Myanmar jatuh ke dalam krisis sejak tentara menggulingkan pemerintah terpilih yang dipimpin Aung San Suu Kyi dalam kudeta 1 Februari. Militer menahannya dan pejabat partai Liga Nasional untuk Demokrasi dan membentuk junta militer yang berkuasa.
Militer melaporkan kecurangan dalam pemilihan pada November lalu. Namun KPU Myanmar mengatakan pemungutan suara itu adil.
Lebih dari 60 orang telah tewas dan sekitar 1.800 orang ditahan dalam tindakan kejam militer terhadap massa yang memprotes kudeta di negara Asia Tenggara itu, kata sebuah kelompok advokasi. Puluhan jurnalis termasuk di antara mereka yang ditangkap.
PBB gagal mencapai konsensus atas Myanmar
Dewan Keamanan PBB pada 9 Maret tidak berhasil untuk menyetujui pernyataan yang mengutuk kudeta tersebut.
Sebaliknya, lembaga dunia itu menyerukan agar militer menahan diri dan mengancam akan mengambil “tindakan lebih lanjut,” meskipun para diplomat mengatakan pembicaraan kemungkinan akan berlanjut.
Dalam upaya awal untuk menyelesaikan teks tersebut, Tiongkok, Rusia, India, dan Vietnam semuanya menyarankan perubahan pada 9 Maret atas draf oleh Inggris, namun para diplomat mengatakan, termasuk penghapusan penyebutan kudeta dan ancaman untuk mempertimbangkan tindakan lebih lanjut.

Pernyataan seperti itu disepakati oleh 15 anggota badan melalui konsensus.
Dewan Keamanan mengeluarkan pernyataan kepada pers bulan lalu yang menyuarakan keprihatinan atas keadaan darurat yang diberlakukan oleh militer Myanmar dan menyerukan pembebasan semua yang ditahan, tetapi tidak mengutuk kudeta karena mendapat oposisi dari Rusia dan Tiongkok.
Draf pernyataan Dewan Keamanan yang dilihat Reuters pada 9 Maret menyerukan “agar militer menahan diri sepenuhnya, menekankan bahwa lembaga itu mengikuti situasi dengan cermat, dan menyatakan kesiapannya untuk mempertimbangkan kemungkinan tindakan lebih lanjut.”

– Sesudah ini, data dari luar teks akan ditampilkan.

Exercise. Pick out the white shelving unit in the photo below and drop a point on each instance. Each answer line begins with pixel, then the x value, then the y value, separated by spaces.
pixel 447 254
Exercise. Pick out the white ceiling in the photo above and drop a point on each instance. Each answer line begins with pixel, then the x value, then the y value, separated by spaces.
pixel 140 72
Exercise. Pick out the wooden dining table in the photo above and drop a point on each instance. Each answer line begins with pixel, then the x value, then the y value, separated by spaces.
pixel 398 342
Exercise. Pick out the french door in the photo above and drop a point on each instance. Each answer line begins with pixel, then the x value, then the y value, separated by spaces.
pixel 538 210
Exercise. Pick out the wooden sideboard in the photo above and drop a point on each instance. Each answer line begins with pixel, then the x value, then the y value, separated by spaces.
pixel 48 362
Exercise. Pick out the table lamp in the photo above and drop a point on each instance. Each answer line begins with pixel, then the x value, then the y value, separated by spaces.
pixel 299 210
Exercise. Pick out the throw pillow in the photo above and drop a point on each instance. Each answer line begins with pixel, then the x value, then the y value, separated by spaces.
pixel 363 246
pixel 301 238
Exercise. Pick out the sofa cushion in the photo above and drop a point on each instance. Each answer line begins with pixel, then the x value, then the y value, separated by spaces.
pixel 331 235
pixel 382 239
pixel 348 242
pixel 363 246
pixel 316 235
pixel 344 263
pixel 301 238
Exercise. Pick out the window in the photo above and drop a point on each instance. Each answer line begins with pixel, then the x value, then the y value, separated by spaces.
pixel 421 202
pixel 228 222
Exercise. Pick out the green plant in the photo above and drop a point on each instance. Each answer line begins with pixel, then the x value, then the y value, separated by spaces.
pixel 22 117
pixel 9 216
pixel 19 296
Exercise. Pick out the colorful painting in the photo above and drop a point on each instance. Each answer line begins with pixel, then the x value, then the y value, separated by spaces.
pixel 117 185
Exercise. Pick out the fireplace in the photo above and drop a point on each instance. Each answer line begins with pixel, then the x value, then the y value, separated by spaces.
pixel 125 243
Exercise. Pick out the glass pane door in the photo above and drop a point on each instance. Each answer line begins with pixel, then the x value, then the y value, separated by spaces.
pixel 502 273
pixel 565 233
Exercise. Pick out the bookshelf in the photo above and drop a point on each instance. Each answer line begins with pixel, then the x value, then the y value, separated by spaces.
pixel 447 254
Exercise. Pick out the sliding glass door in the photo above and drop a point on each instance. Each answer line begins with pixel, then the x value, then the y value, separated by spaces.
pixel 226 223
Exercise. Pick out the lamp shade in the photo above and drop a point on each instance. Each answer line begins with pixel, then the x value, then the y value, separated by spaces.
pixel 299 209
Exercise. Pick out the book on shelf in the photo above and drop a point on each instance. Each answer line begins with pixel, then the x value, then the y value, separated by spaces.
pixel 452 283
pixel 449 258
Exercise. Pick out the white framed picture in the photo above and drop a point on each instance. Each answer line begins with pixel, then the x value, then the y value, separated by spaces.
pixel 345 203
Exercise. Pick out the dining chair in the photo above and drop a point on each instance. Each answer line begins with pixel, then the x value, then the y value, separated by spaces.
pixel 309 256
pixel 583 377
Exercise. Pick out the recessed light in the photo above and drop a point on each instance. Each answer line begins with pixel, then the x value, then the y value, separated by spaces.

Seorang penyelidik independen PBB di Myanmar dan Human Rights Watch yang berbasis di New York telah meminta Dewan Keamanan untuk memberlakukan embargo senjata global dan sanksi ekonomi yang ditargetkan pada junta.
Tetapi untuk menjaga persatuan dewan di Myanmar, para diplomat mengatakan sanksi tidak mungkin dipertimbangkan dalam waktu dekat, karena tindakan seperti itu mungkin akan ditentang oleh Tiongkok dan Rusia, yang memiliki hak veto di PBB sama seperti Amerika Serikat, Prancis dan Inggris.